According to published data, patients with NDM respond well to long-acting insulin analogs (glargin-insulin). This insulin analog provides stable action across the day and minimizes the risk of hypoglycemia [
3,
4,
5,
6,
7,
8,
9,
10,
11,
12,
13,
14,
15]. However, it is essential to note that the use of the glargine-insulin analog, in this case, was strictly off-label. It was provided after the healthcare providers reviewed similar published case reports, and the family was given thorough informed consent regarding using this product.
Indeed, on several occasions, due to intensive blood sugar level monitoring, unexplained episodes of relative hypoglycemia were discovered, with values of 50 or 60 mg/dL or rapidly dropping below 100 mg/dL, despite recent meals. While no formal testing of this occurrence happened, these lower values seemed clustered during the night when the patient did not feed as often or around the early morning hours. Patients with WRS need very frequent and accurate monitoring of glycemia: abnormal liver function leads to impaired gluconeogenesis [
19,
20]. Thus, they can have problems maintaining sufficient circulating glucose levels, explaining our patient’s recurrent hypoglycemia episodes, especially during the night (when meals were spaced further apart). However, no clinically relevant symptoms were present in our patient. A large series of patients from a German-Austrian database was recently published [
20]. A comparison of our case report to the 11 patients reported by Welters et al. is presented in
Table 4.
Patients with WRS should be screened and treated for exocrine pancreatic insufficiency. Our patient demonstrated loose stools and relatively poor weight gain before diagnosis. Simple oral administration of pancreatic enzyme supplements at the end of larger meals ultimately resolved these symptoms in our patient and provided substantial weight and length gain.

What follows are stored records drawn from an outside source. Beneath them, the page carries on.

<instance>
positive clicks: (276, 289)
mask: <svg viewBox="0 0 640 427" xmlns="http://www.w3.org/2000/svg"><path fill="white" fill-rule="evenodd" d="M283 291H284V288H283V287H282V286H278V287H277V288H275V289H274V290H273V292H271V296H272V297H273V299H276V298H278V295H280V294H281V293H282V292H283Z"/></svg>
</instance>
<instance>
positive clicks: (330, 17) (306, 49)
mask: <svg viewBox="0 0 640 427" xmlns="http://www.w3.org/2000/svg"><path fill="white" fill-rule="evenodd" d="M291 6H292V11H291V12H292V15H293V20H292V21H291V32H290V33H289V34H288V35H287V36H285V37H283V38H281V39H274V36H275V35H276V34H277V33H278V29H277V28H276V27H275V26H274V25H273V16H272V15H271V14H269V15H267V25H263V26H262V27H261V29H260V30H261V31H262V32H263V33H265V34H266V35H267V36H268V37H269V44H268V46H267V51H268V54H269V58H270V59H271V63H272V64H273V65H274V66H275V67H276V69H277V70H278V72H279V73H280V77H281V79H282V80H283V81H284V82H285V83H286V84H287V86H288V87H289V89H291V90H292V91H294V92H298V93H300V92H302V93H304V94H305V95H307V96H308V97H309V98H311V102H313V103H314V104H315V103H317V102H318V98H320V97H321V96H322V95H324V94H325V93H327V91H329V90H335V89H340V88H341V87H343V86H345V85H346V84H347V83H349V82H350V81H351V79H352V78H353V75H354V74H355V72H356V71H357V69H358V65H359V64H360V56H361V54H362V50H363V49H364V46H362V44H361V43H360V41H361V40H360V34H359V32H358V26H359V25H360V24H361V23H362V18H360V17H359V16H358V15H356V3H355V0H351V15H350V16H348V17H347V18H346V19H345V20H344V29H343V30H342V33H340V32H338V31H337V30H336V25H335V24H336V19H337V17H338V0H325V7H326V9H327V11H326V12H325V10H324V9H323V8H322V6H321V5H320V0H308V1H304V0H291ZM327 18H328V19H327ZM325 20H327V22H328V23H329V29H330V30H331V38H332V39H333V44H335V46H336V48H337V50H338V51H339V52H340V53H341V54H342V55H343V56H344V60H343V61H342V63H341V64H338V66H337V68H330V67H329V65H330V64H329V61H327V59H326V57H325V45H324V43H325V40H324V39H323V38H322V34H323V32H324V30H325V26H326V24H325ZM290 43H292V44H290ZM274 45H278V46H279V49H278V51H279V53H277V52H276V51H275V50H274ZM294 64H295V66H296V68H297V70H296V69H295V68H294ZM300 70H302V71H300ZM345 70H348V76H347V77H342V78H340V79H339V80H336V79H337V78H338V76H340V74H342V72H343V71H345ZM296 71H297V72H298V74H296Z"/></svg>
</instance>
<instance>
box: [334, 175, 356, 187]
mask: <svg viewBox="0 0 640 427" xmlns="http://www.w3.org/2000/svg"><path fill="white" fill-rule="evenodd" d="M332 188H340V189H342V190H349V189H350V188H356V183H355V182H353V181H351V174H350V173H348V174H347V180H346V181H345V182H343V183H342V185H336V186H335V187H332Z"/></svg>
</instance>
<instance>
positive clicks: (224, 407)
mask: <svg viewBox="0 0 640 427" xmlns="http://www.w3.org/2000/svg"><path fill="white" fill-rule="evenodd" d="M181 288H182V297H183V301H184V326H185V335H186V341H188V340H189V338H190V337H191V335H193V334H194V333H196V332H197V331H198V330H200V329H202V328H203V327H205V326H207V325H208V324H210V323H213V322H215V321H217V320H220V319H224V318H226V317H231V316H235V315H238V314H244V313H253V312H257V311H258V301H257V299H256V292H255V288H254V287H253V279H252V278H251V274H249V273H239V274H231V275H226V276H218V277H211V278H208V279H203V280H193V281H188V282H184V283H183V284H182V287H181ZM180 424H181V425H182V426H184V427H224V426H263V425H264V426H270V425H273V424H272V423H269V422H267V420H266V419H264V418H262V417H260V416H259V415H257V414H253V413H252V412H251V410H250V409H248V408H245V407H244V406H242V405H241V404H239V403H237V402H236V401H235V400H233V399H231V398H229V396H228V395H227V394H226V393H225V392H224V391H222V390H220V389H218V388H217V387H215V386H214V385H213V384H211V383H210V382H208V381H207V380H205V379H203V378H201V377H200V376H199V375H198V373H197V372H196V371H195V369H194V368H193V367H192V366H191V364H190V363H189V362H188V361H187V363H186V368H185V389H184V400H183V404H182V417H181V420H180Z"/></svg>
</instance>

WRS, due to the mutation of the EIF2AK3 gene, was the most frequently identified causes of permanent NDM in families with consanguineous marriages [
21]. Our patient is the product of a non-consanguineous marriage and is a compound heterozygote for mutations of EIF2AK3. Once heterozygosity was established in our patient, testing the parents provided the necessary evidence to establish this diagnosis.
One limitation is that the results of genetic testing took time to obtain, during which time the patient carried a diagnosis of NDM, pending genetic results. Furthermore, once the compound heterozygous state of the patient became known, testing the parents also took time to confirm the diagnosis with certainty.